Eine einfache Strategie zur Umsetzung einer Shell sind iframes. Auch wenn es sich dabei wohl um eine der unbeliebtesten Web-Techniken handelt, haben sie Vorteile: Sie erlauben die Integration von Legacy-Anwendungen, egal ob sie dem Single-Page- oder dem klassischen Multi-Page-Ansatz folgen, und sie bieten die beste Isolation, die man in einer Webanwendung haben kann.
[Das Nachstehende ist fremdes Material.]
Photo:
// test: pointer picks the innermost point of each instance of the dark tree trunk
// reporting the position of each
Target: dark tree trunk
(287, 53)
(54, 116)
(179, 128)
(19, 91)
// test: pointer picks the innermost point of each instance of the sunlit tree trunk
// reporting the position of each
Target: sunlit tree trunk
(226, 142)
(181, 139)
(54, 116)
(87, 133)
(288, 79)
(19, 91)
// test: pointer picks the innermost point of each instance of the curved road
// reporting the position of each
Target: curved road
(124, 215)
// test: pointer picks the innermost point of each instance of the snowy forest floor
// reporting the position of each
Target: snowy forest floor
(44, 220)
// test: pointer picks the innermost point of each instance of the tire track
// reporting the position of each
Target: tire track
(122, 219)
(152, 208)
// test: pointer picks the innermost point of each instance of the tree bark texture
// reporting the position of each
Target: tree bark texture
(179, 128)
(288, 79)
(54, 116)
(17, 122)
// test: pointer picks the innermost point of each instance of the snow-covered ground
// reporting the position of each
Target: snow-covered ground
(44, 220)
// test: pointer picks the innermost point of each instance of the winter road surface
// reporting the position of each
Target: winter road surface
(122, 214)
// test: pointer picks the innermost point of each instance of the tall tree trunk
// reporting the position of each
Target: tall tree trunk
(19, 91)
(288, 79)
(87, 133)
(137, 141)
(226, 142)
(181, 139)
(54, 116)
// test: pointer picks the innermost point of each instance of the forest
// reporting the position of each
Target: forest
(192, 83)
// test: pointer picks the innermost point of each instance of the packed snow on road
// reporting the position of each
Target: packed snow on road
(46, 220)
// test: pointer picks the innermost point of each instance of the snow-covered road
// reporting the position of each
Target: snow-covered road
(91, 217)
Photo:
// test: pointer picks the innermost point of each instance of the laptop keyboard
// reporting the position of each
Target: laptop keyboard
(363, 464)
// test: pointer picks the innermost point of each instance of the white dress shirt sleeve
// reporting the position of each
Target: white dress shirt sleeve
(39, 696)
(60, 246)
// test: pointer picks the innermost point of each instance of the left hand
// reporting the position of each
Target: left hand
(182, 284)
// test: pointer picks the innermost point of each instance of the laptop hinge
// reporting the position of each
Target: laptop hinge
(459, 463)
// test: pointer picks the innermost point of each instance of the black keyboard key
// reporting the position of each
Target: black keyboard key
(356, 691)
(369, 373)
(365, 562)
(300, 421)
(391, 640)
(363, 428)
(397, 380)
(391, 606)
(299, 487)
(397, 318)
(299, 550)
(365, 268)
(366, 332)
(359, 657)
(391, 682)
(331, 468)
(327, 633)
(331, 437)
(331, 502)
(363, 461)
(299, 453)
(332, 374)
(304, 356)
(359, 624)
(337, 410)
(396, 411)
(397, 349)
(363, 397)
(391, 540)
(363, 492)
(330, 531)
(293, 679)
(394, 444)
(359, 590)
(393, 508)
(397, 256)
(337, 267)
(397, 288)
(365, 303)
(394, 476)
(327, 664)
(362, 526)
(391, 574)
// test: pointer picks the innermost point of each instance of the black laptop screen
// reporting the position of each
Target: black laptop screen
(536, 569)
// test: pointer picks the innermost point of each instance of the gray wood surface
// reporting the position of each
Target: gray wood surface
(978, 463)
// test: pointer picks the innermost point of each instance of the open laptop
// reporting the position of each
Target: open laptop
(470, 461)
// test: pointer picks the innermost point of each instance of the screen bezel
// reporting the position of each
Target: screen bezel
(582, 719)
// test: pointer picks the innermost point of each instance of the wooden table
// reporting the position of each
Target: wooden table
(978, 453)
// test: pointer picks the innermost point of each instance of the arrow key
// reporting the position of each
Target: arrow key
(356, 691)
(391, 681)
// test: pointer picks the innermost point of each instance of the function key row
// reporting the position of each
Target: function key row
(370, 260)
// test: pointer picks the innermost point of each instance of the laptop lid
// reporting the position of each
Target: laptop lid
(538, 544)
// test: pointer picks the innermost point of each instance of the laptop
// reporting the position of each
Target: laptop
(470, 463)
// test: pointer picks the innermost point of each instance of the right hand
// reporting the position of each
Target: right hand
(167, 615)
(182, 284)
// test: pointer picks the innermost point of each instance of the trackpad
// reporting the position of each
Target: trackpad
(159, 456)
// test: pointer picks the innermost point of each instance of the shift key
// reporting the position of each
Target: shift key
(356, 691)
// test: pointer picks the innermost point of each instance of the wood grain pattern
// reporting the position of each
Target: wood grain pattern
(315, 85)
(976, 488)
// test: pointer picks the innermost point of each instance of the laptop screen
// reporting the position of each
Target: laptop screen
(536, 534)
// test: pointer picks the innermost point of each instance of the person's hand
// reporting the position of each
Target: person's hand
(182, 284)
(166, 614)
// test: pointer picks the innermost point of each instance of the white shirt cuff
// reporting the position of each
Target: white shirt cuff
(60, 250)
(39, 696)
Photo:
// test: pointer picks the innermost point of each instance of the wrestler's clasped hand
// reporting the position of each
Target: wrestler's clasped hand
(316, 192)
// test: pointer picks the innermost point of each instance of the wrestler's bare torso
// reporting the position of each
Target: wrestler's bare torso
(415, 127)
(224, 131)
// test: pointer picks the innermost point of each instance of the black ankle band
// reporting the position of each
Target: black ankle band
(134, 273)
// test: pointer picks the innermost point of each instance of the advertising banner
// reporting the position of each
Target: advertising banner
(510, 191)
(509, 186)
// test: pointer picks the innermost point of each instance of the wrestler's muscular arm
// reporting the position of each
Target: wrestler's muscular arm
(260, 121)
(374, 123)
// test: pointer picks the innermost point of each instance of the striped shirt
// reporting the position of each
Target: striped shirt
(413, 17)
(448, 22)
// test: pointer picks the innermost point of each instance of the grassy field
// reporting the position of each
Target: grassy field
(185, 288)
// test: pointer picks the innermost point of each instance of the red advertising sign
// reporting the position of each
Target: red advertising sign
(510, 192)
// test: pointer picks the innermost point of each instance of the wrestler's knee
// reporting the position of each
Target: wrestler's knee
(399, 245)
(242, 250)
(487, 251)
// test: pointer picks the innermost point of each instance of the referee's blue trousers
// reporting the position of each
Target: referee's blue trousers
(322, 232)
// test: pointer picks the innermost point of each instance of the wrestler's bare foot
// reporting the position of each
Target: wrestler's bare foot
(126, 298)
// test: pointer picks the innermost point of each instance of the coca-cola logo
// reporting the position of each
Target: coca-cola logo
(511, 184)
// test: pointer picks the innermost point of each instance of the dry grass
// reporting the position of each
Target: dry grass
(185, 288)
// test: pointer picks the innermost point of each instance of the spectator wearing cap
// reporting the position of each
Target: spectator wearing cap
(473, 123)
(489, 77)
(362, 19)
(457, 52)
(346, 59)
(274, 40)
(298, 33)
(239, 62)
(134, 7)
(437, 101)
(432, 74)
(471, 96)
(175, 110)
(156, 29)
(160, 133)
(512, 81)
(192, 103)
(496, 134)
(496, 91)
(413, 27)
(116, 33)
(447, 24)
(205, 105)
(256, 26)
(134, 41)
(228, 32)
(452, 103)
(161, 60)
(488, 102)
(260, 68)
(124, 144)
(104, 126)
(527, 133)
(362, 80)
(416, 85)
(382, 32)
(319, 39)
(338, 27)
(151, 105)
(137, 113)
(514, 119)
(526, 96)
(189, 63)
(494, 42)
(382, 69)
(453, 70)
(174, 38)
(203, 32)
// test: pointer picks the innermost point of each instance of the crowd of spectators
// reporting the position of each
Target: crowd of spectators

Isolation bedeutet, dass eine Micro-App einer anderen Micro-App nicht in die Quere kommt. Sie können sich nicht gegenseitig ausspionieren oder manipulieren. Außerdem wirken sich Fehler sowie Styles einer Micro-App nicht auf die anderen aus. Gerade das kann bei Applikationen, deren Bestandteile verschiedene Dienstleister entwickeln, interessant sein.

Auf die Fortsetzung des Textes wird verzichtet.